Il motivo è infondato.
Premesso che la questione relativa alla proprietà od all’uso del box così come quella relativa alla proprietà od all’uso dell’autovettura è irrilevante ai fini del risarcimento del danno, deve rilevarsi che secondo l’impugnata sentenza parte attrice ha fornito la prova della sosta dell’auto del convenuto e del conseguente impedimento dell’uso del passo carrabile.
La valutazione del materiale probatorio è stata correttamente effettuata dall’impugnata sentenza e le conclusioni sul punto sono congruamente motivate, in assenza di vizi logici o giuridici. Ne consegue che le stesse non sono sindacabili in sede di legittimità.
Con il terzo motivo parte ricorrente denuncia “inesistenza o mera apparenza della motivazione ai sensi dell’art. 360 c.p.c., n. 5”.
Si afferma che, pur sussistendo formalmente la motivazione, da essa è impossibile comprendere la ratio decidendi a causa della sua radicale ed insanabile contraddittorietà.
Anche questo motivo è infondato. La motivazione non è meramente apparente bensì congrua e da essa è possibile riscontrare un adeguato esame dei punti decisivi della controversia.
Con il quarto ed ultimo motivo si denuncia infine “violazione dei principi informatori dell’ordinamento in materia di spese di lite ex artt. 82, 86 e 91 c.p.c., in relazione all’art. 360 c.p.c., n. 3”.
Sostiene il ricorrente che la parte che sta in giudizio personalmente non può richiedere il rimborso delle spese a meno che non rivesta la qualità di avvocato e la sua intenzione di operare come difensore di sè medesimo non risulti espressamente manifestata.
Il motivo è infondato dovendosi ritenersi che il Giudice abbia inteso liquidare il risarcimento del danno patrimoniale emergente.

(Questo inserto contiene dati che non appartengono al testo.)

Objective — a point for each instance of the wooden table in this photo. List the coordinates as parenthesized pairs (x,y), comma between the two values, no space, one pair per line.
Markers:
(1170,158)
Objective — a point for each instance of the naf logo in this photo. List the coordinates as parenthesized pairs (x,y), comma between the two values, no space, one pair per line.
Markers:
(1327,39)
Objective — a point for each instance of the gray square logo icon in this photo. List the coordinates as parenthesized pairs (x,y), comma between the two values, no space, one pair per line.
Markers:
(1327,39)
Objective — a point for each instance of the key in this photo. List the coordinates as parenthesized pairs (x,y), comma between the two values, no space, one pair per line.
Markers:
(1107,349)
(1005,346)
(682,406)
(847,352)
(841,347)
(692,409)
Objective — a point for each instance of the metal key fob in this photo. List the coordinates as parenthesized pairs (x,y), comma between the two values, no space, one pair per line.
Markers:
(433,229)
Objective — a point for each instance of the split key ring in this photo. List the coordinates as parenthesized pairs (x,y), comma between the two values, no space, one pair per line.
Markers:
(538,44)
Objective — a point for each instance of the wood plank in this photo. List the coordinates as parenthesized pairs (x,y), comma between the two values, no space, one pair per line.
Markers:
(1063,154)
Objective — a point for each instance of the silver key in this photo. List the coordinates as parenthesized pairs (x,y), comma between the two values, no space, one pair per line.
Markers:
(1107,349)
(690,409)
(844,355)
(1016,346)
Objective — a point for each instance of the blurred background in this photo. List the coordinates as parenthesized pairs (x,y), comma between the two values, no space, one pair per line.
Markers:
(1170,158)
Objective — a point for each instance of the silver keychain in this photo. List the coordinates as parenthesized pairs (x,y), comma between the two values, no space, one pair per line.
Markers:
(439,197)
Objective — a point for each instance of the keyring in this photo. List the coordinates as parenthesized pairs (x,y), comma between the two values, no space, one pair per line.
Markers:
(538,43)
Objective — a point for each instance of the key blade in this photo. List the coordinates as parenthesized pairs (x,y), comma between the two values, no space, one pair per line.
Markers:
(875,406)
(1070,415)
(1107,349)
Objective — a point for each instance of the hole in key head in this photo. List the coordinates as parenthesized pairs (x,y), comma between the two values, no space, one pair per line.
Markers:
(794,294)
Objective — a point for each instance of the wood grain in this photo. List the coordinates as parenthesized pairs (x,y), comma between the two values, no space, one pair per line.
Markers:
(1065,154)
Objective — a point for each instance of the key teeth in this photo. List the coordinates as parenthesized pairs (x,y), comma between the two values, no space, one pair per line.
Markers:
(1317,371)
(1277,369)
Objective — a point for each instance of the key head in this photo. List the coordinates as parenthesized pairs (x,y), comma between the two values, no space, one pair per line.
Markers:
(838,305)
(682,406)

In conclusione, la Corte rigetta il ricorso e condanna parte ricorrente alle spese del giudizio di cassazione che si liquidano come in dispositivo.
PQM
La Corte rigetta il ricorso e condanna parte ricorrente alle spese del giudizio di cassazione che liquida in complessivi Euro 600,00 di cui Euro 400,00 per onorari, oltre rimborso forfettario delle spese generali ed accessori come per legge.
Così deciso in Roma, il 14 gennaio 2010.